Après le prince Andrew, c’est au tour d’un autre fils de la reine Elizabeth II d’être au cœur d’un scandale. Alors que son jeune frère est toujours sur la sellette dans la presse britannique à propos de ses anciens liens avec le pédophile américain Jeffrey Epstein, c’est dans un tout autre domaine que le nom du prince Charles est apparu. L’héritier à la couronne britannique s’est retrouvé cité dans le cadre d’une affaire de faux tableaux. Bien malgré lui, car il n’a en fait personnellement rien à voir dans cette histoire.

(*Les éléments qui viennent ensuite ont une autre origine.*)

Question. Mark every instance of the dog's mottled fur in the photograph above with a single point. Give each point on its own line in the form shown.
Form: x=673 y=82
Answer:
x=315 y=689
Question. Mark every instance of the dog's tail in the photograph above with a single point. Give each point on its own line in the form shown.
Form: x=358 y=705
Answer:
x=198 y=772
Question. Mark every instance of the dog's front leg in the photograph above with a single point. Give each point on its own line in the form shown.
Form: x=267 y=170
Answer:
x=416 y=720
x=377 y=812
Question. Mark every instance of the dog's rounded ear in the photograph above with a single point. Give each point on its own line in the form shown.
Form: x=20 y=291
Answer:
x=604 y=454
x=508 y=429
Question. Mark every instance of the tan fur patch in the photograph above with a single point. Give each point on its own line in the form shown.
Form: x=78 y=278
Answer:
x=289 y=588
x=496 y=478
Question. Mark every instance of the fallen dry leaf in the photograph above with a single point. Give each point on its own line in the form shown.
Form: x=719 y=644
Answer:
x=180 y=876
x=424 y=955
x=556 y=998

Lire aussi > Le prince Charles se lance dans la mode avec une improbable collection punk à base d’orties

Trois faux tableaux étaient exposés à Dumfries House

Le faussaire américain Tony Tetro a avoué au Daily Mail ce 1er novembre 2019 avoir vendu plusieurs faux tableaux au célèbre homme d’affaires britannique James Stunt, actuellement en faillite judiciaire. Lequel les aurait, selon lui, acquis en toute connaissance de cause. Il a révélé que certains d’entre eux figurent parmi les 17 œuvres que James Stunt – qui fut l’époux de Petra Ecclestone, l’une des trois filles du milliardaire et ancien patron de Formule 1 Bernie Ecclestone – a prêtées pour être exposées à Dumfries House en Ecosse. Il s’agirait d’une toile de nymphéas de Claude Monet, d’une scène de baigneurs peinte par Pablo Picasso et d’une crucifixion du Christ de Salvador Dali, assurés pour un montant total de 104 millions de livres (un peu plus de 120 millions d’euros). Or, ce château du XVIIIème siècle situé à Cumnock, dans l’Est Ayrshire, a été racheté en 2007 avec ses terres, pour le sauver, par un consortium d’organismes de bienfaisance et d’organismes du patrimoine que dirige le prince Charles. La maison a rouvert ses portes l’année suivante pour des visites publiques, tandis que d’autres parties du domaine ont été dédiées à des lieux d’enseignement et d’emploi. L’ensemble dépend, depuis 2018, de la Prince’s Foundation, la fondation du prince de Galles.

prince charles
Le prince Charles avec le prince William et son épouse Kate Middleton devant le château du domaine de Dumfries House, le 5 avril 2013. © DANNY LAWSON / POOL / AFP

Le Daily Mail a signalé que ces 17 tableaux avaient étaient mis gratuitement à la disposition de Dumfries House, pour une durée de dix ans, et que les accords de prêt étaient signés par Michael Fawcett. Ancien valet de chambre du prince de Galles, celui-ci est aujourd’hui le directeur général de la Prince’s Foundation. Le quotidien anglais ajoute qu’un porte-parole de cette fondation a indiqué : « Dumfries House accepte de temps à autre des œuvres d’art en prêt de particuliers et d’organisations. Il est extrêmement regrettable que l’authenticité de ces peintures-là, qui ne sont plus exposées, semble maintenant mise en doute ». Les œuvres ont en effet été réexpédiées illico à James Stunt. Quant au fils aîné de la souveraine, il n’est en aucun manière intervenu dans ce prêt. « Un porte-parole de la fondation a déclaré que toutes les décisions concernant les œuvres d’art sont prises par l’organisme de bienfaisance, et non personnellement par le prince Charles », rapporte le Daily Mail. Soulignant qu’il est clair que « le Prince est une victime involontaire », le média précise que « les trois ‘faux’ ont tous été acceptés de bonne foi et que The Prince’s Foundation n’était pas responsable de la vérification de l’authenticité des peintures ».